NOTE: Comment added by Cousin Shirl on 6/1: John Alex died during the Battle of Arras which began on 9 April 1917 - The following is a paragraph from the book - A Border Battalion, The 7/8th King's Own Scottish Borderers - "Sergeant-major Munro, after carrying away Private Morrison, who had been wounded, was mortally wounded when returning to Battalion Headquarters with the Signalling Officer, Lieut. Reay".

11 comments:

AutumnLeaves said...

Julie, your love of your ancestral history is so wonderful to hear and to read. Part of me is saddened that all three of these uncles are buried not together and far from home. Then part of me feels your pride for their service and that they are remembered for that in such a heartfelt way in their respective places of burial. I wish I knew half as much of my own family history.

Anonymous said...

John Alex died during the Battle of Arras which began on 9 April 1917 - The following is a paragraph from the book - A Border Battalion, The 7/8th King's Own Scottish Borderers - "Sergeant-major Munro, after carrying away Private Morrison, who had been wounded, was mortally wounded when returning to Battalion Headquarters with the Signalling Officer, Lieut. Reay".

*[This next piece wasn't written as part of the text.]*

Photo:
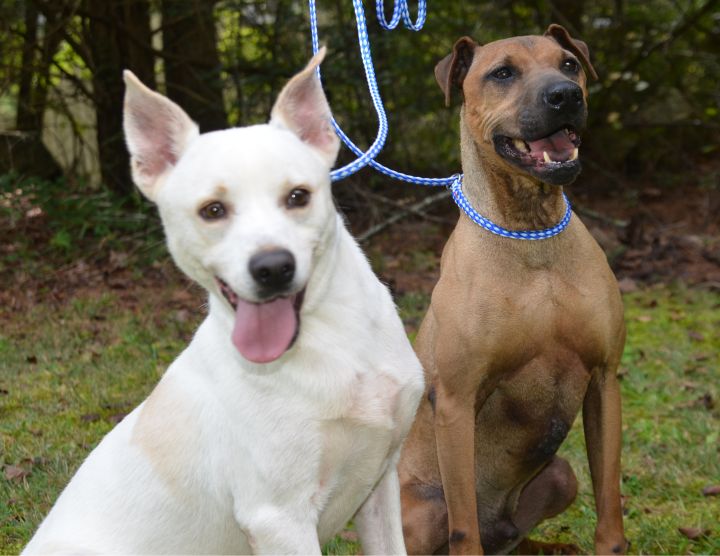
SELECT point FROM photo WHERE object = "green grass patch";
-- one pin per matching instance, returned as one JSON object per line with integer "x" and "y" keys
{"x": 69, "y": 373}
{"x": 669, "y": 378}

Your post brought a tear to my eye again!
Shirley

Julie said...

Thank you so much, Shirl, for adding to my knowledge of this gallant man.

gemma said...

"There shall be/In that rich earth a richer dust concealed"....I do like to think the earth is made sweeter
by some of those buried here.
Wonderful post Julie.

Bridget's Fire said...

What an evocative and inspiring post.

I love the poems of Rupert Brooke. I found him through the autobiographies of Vera Brittain, who served as a nurse in France during WWI.

A great deal of who I am comes from Brittain's memoirs: my pacifism, feminism, and commitment to social justice. The generation that survived WWI came away both scarred and ready to change the world away from war. Many years later a psychic told me that in my last life I was a solider who died on the Somme, so perhaps that is why Brittain speaks to me so much.

Your memories of the losses in your own family show how the utter waste of WWI still lingers with us.

Thank you for carrying on the memory of your ancestors.

Mary said...

All wars are horrific but WW1 was definitely one of the worst.

Knowing so much about your family members is awesome Julie - I know you must have worked diligently to dig up so much history.

My trip was unbelievable......the best adventure of my entire life. Already I long to return to Africa for more! I've started posting - hope you can stop by.

Hugs, Mary

ruthie said...

Dear Julie, what a sad & moving story, this moved me even more so as. Oh the horrors of war. I have such mixed feelings pride in the men who fought and lost their lives and horror at the sheer waste of it all. This week my youngest and only son just passed his tests to join the british army training college and i am so torn. thinking of you and hoping you are well x

Annie said...

Julie, you have created a beautiful, heart-felt and deeply personal memorial to your lost family members.

gemma said...

Julie
missing you.

Anonymous said...

Julie, I really enjoy your blog. Hope all is well. I'm missing your wonderful stories.

Beth

Anonymous said...

On our trip to France in April this year we visited the caves underneath Arras where the allied troops gathered before the Battle of Arras - amazingly moving and humbling atmosphere!